Troubleshooting Guide

This guide helps you diagnose and fix common issues with DataStudio.

Installation Issues

ImportError: No module named ‘datastudio’

Symptom:

>>> from datastudio.operators import Pipeline
ImportError: No module named 'datastudio'

Solution:

Install DataStudio in development mode:

cd /path/to/DataStudio
pip install -e .

Or ensure you’re in the correct virtual environment:

source venv/bin/activate  # Linux/Mac
# or: venv\Scripts\activate  # Windows

Missing Dependencies

Symptom:

ModuleNotFoundError: No module named 'lmdb'

Solution:

pip install -r requirements.txt

For specific packages:

pip install lmdb pillow tqdm requests

Python Version Incompatibility

Symptom:

SyntaxError: invalid syntax
# or
TypeError: 'type' object is not subscriptable

Solution:

DataStudio requires Python 3.10+. Check your version:

python --version

Upgrade if needed:

# Using pyenv
pyenv install 3.10.12
pyenv local 3.10.12

Data Loading Issues

FileNotFoundError for Images

Symptom:

FileNotFoundError: [Errno 2] No such file or directory: 'images/sample.jpg'

Causes & Solutions:

  1. Relative paths: Use absolute paths in your data or set data_root

    # In dataset YAML
    data_root: /absolute/path/to/dataset
    
  2. Path format: Ensure paths match your OS (forward vs backslashes)

  3. Missing files: Verify images exist at specified paths

Invalid JSON Format

Symptom:

json.decoder.JSONDecodeError: Expecting property name enclosed in double quotes

Solution:

Check your JSON/JSONL format:

# Validate JSON
python -m json.tool your_data.json

# For JSONL, check each line
python -c "
import json
with open('data.jsonl') as f:
    for i, line in enumerate(f, 1):
        try:
            json.loads(line)
        except json.JSONDecodeError as e:
            print(f'Error on line {i}: {e}')
"

LMDB Cache Issues

Symptom:

lmdb.Error: /path/to/cache: No such file or directory

Solution:

Ensure the parent directory exists:

mkdir -p ~/cache/images_lmdb

Symptom:

lmdb.MapFullError: mdb_put: MDB_MAP_FULL: Environment mapsize limit reached

Solution:

Your LMDB database is full.

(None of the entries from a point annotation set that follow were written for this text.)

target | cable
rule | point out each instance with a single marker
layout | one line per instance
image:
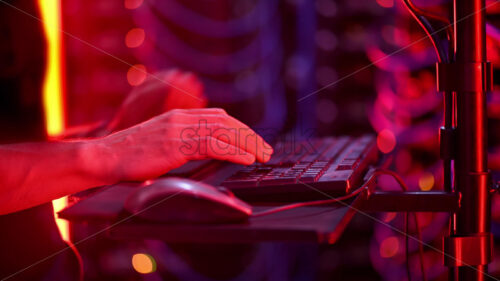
(404, 187)
(372, 178)
(311, 203)
(419, 16)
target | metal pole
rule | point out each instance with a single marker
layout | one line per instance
(473, 218)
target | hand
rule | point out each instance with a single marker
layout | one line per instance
(167, 141)
(159, 93)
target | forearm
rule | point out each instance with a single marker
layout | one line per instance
(35, 173)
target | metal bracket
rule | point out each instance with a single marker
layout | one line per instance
(447, 143)
(464, 77)
(468, 250)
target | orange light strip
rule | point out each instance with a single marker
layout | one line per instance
(53, 87)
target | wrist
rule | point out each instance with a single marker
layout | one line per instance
(98, 161)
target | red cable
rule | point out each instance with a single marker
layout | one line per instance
(375, 174)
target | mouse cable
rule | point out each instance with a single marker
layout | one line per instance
(421, 17)
(372, 178)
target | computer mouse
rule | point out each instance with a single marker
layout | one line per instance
(180, 200)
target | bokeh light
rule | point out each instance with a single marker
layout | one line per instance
(386, 141)
(133, 4)
(135, 37)
(143, 263)
(386, 3)
(389, 247)
(136, 74)
(426, 181)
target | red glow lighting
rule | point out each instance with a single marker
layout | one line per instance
(136, 74)
(386, 141)
(135, 37)
(389, 247)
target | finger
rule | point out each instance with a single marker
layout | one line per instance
(242, 136)
(209, 147)
(200, 112)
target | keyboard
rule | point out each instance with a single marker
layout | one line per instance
(306, 170)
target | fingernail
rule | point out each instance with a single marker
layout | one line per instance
(250, 158)
(267, 146)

Delete and recreate:

rm -rf ~/cache/images_lmdb
python run.py -c config.py --cache-images

Or use a different cache directory:

dataloader = dict(
    cache_dir="~/cache/images_lmdb_v2",  # New location
    # ...
)

Pipeline Execution Issues

No Output / All Samples Filtered

Symptom:

All samples are filtered out, output is empty.

Diagnosis:

Check why samples were filtered:

kept, filtered = pipeline(data)

print(f"Kept: {len(kept)}, Filtered: {len(filtered)}")

# Examine filter reasons
from collections import Counter
reasons = []
for item in filtered:
    if 'filter_ops' in item:
        for op, qa_reasons in item['filter_ops'].items():
            for qa_idx, reason in qa_reasons.items():
                reasons.append(f"{op}: {reason}")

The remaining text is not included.